KUALA LUMPUR: Amidst a weakened domestic property backdrop, ECO WORLD DEVELOPMENT GROUP Bhd has surprised the market with record-high net profit of RM203.42mil for the financial year ending Oct 31,2019 (FY19).
Likewise, its international arm Eco World International Bhd (EWI) returned to the black with a net profit of RM187mil, as compared to a net loss of RM11.23mil in FY18.
Eco World’s net profit for FY19, which grew 117.5% year-on-year (y-o-y), was achieved on the back of better sales, good site progress and a higher percentage of completion of the group’s ongoing projects.
Meanwhile, EWI recorded higher recognition of revenue and profit by its joint-venture projects in the United Kingdom, following completion and commencement of handover of open market sales units, as well as revenue and profit recognition of its built-to-rent (BtR) sales.
EcoWorld president and CEO Datuk Chang Khim Wah said the group is on track to achieve the RM6bil combined sales target for the financial years 2019 and 2020.

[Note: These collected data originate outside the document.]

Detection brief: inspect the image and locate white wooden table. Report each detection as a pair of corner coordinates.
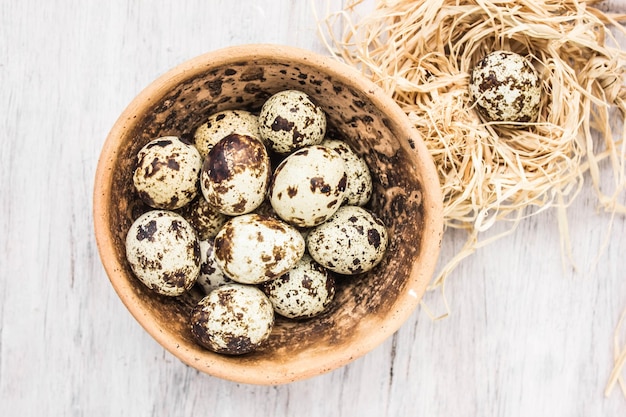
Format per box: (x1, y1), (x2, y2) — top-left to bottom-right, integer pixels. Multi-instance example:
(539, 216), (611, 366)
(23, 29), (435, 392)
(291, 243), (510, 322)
(2, 1), (626, 416)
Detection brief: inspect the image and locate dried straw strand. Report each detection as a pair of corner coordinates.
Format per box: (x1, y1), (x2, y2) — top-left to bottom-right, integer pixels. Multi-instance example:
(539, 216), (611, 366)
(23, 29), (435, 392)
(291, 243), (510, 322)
(605, 307), (626, 397)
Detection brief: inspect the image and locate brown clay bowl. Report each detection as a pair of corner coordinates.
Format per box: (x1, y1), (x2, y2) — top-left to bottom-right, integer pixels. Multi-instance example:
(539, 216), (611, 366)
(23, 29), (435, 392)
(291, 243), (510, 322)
(93, 44), (443, 385)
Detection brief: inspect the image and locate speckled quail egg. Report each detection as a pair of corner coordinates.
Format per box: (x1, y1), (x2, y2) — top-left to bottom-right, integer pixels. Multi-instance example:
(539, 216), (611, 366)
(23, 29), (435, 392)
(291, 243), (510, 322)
(260, 254), (335, 319)
(269, 145), (347, 228)
(321, 138), (372, 206)
(201, 133), (271, 216)
(125, 210), (200, 296)
(133, 136), (203, 210)
(177, 196), (228, 241)
(213, 213), (305, 284)
(190, 283), (274, 355)
(258, 90), (327, 154)
(196, 239), (233, 295)
(307, 205), (388, 275)
(194, 110), (262, 159)
(469, 50), (541, 125)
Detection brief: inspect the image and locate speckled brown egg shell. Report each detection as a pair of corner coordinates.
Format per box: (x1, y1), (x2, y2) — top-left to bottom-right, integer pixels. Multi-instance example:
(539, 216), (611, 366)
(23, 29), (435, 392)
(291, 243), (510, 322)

“The best is yet to come. Looking at this year’s results, this is probably our best ever, strongest results since we started. Both Eco World and EWI are targeting to declare dividends in 2020.
“Despite it being a challenging year, as far as Eco World is concerned, we are looking forward to the coming year with optimism and hope. The reception towards our marketing campaigns and designs has been good, and I am encouraged that 2020 will be an even better year for us, ” he said at a briefing.
To date, Eco World has an unbilled earnings of RM5.16bil, which gives the group good earnings visibility for the next two to three years.
A total of 5,763 units was handed over in FY19, making it the largest number of completions and handover of properties sold by Eco World.
The total units handed over comprised 3,367 landed homes, 1,844 apartments and 429 commercial and 123 industrial units, which contributed to EcoWorld’s RM2.7bil sales in FY19.
Chang noted that sales momentum picked up noticeably in the last two months of FY19, with a monthly average of RM383mil sales recorded during the period, as compared to an average of RM284mil per month from March until August 2019, following the official launch of the home ownership campaign (HOC).
Despite the absence of HOC next year, Chang remains confident that Eco World is able to maintain its performance.
“The HOC is a good impetus by the government to spur the housing market. However, as a developer, you cannot expect to depend on the government forever.
“With the demographics and market that Eco World is in, where 60% of our buyers are Generation Y and Z, we are confident the market can sustain us, ” he said.
Eco World plans to introduce a new range of homes priced from RM300,000 to RM450,000 next year, to take advantage of the infrastructure and lifestyle amenities already in place at its various projects.
As for EWI, five projects in the UK have commenced handover, namely, London City Island, Embassy Gardens, Kensal Rise, Millbrook Park, and Aberfeldy Village, with keys to 1,141 residential units delivered to purchasers.
EWI recorded RM1.12bil sales in FY19.
While the sales rate of EWI’s higher-end products in London is still being affected by the ongoing Brexit-related uncertainties, the mid-market products developed with joint-venture partner Willmott Dixon are doing well.
According to EWI president and CEO Datuk Teow Leong Seng, EWI has seen a 67% increase in its open market sales in FY19.
He said house prices in London over the past few months have firmed up and volumes have increased significantly.
Over in Australia, house prices have also firmed up over the last three months, especially after the federal elections and as the market improved, he said.
“To date, the RM5bil unbilled effective sales will be translated to earnings for FY20 and FY21.
“We will also be completing a few big projects next year, namely, Wardian in the UK, coupled with West Village in Sydney and Yarra One in Melbourne, Australia.
“In line with EcoWorld, EWI is also maintaining its sales target of RM6bil for FY19 and FY20, ” said Teow.